According to previous reports [37], the k values were calculated using a wide range of chlorophyll concentrations, which generated approximated lines or calibration lines using a wide range of data. Although a completely degreened broccoli head is considered to lose its merchantability, there are no reports on the relationship between loss of green color and marketability of the vegetable. Kasim et al. [13] described that a mass loss of 10% makes horticultural products unusable. The changes in mass loss of broccoli heads used for validation are shown in Figure 6. This data shows that mean mass loss exceeded 10% after 7 d of storage and reached 43% at the end of storage. Therefore, the ANN model practically supports the chlorophyll degradation velocity until 7 d. The relationship between measured and predicted chlorophyll concentrations of broccoli buds on day 3 demonstrated that the heads remained fresh and on day 7 had just before lost about 10% of their mass (Figure 7). The predicted values were calculated using $\widehat{k}$ values estimated by the constructed ANN model. This may be the reason behind SEP for chlorophyll concentrations being higher than the $\widehat{k}$ values. Plots for day 7 tended to shift to the lower left of the figure compared with those for day 3, which is due to the loss of chlorophyll over time. There was a positive correlation between the measured and predicted concentrations. According to the values of the correlative coefficients, this prediction level was effective for rough screening [26]. The proposed ANN model was effective in predicting chlorophyll concentration during storage using the predicted degreening velocity $\widehat{k}$.

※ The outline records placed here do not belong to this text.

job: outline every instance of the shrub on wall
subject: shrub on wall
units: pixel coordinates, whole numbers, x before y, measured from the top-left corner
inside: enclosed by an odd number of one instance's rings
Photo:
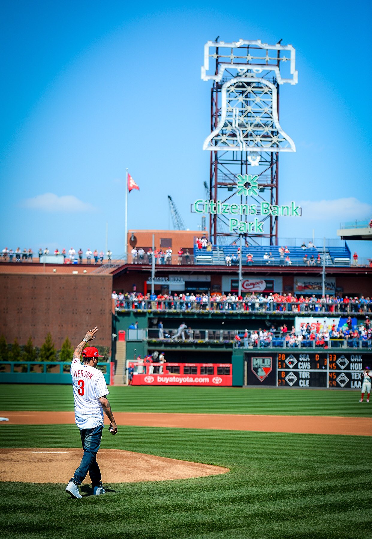
[[[4,335],[0,335],[0,361],[7,361],[9,358],[6,340]]]
[[[31,336],[24,347],[22,359],[24,361],[36,361],[37,359],[37,352]]]
[[[39,354],[39,361],[57,361],[57,354],[50,332],[49,332]]]
[[[70,362],[72,360],[74,349],[71,345],[71,341],[66,337],[62,344],[59,354],[59,361]]]
[[[21,361],[22,359],[22,354],[21,347],[18,344],[18,342],[16,338],[14,340],[13,345],[9,355],[9,360],[11,361]]]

Reflectance or absorption spectra combined with statistical methods have been used to predict many kinds of characteristics of horticultural products such as TSS, moisture, and hardness [32], and multiple regression analyses or partial least square regression analyses have been adopted as statistical methods [37]. Such linear methods can be adopted to predict contents with a relatively high concentration. However, other methods need to be considered for estimating contents that are difficult to predict using linear methods. ANNs combined with spectral data were evaluated as a potential statistical method [26]. Peiris et al. [32] estimated SSC in apples (Malus pumila Mill.), while Makino et al. [38] estimated O₂ uptake rate of tomatoes (Solanum lycopersicum L.). Siripatrawan et al. [39] determined the type and cell number of Escherichia coli (Migula) in liquid media and spinach. In the current study, we nondestructively predicted the degreening velocity of broccoli for the first time.

ANNs are useful for fitting to nonlinear relationships [26]. This indicates that there are nonlinear relationships between the velocity of loss of green color and reflectance of visible/near-infrared illumination. Because it is difficult to predict the contents of enzymes, which are directly controlling the chlorophyll degradation, the technique found in this research, a non-linear model combined with the determination of spectral reflectance, may be useful for predicting the velocity of loss of green color, thereby providing a nondestructive prediction of the deterioration velocity of broccoli florets.